Hepthalite - Kidarite Wars
| Location | Sogdia, Central Asia, Bactria |
| Result | Hepthalite victory |
| Territorial changes | Sogdia occupied by Hepthalites; |

Belligerents
- Hepthalites Supported by: Sasanian Empire: Kidarites

Commanders and leaders
- Unknown: Unknown

= Hepthalite–Kidarite Wars =

The Hepthalite - Kidarite Wars refers to multiple military confrontations between the Kidarites and the Hepthalites which ultimately resulted in the decline of the Kidarite power in Central Asia.

==Military conflicts==
===Hepthalite expansion to Tukharistan===
The Hepthalite expansion to Tukharistan caused the splitting up of Kidarites into two groups, one in Sogdia and second one in the south.

===Hepthalite invasion of Sogdia===
The Hepthalites gradually invaded and destroyed the Kidarite power in Sogdia, conquering this area.

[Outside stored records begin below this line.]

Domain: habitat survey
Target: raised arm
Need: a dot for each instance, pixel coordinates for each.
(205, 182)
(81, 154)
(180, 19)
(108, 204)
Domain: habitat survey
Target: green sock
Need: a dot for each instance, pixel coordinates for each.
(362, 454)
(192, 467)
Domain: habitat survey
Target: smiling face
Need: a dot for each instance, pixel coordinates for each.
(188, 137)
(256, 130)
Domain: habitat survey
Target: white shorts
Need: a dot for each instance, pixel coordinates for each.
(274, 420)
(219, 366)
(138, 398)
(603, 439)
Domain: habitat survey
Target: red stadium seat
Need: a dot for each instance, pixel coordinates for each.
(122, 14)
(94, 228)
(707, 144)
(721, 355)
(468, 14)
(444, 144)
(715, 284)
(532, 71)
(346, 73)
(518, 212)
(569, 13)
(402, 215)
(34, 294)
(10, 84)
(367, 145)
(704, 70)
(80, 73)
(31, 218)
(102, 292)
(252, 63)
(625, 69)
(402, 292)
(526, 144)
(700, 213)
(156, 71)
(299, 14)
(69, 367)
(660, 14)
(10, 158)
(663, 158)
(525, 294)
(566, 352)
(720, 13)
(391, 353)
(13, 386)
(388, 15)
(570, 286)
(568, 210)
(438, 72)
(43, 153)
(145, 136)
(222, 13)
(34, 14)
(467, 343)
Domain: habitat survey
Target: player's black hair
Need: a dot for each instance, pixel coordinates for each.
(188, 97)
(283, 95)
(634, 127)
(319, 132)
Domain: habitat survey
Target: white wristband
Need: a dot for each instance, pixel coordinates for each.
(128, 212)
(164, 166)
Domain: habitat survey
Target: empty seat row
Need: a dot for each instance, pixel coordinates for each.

===Hepthalite - Kidarite War of 467===
The Sassanian emperor Peroz lacked enough manpower to launch a full scale war against the Kidarites. Therefore, he sought peace with the Kidarites and offered them his sister in marriage but instead sent an imposter. The Sasanians allied with the Hepthalites in order to align against the Hepthalites and eventually the Hepthalite - Kidarite War of 467 turned out to be the demise of the Kidarites.

==Aftermath==

The Kidarites suffering defeats against the Hepthalites and Sassanids pushed them out of Central asia and Bactria, which would eventually lead them to Gandhara and would come in conflict with the Guptas.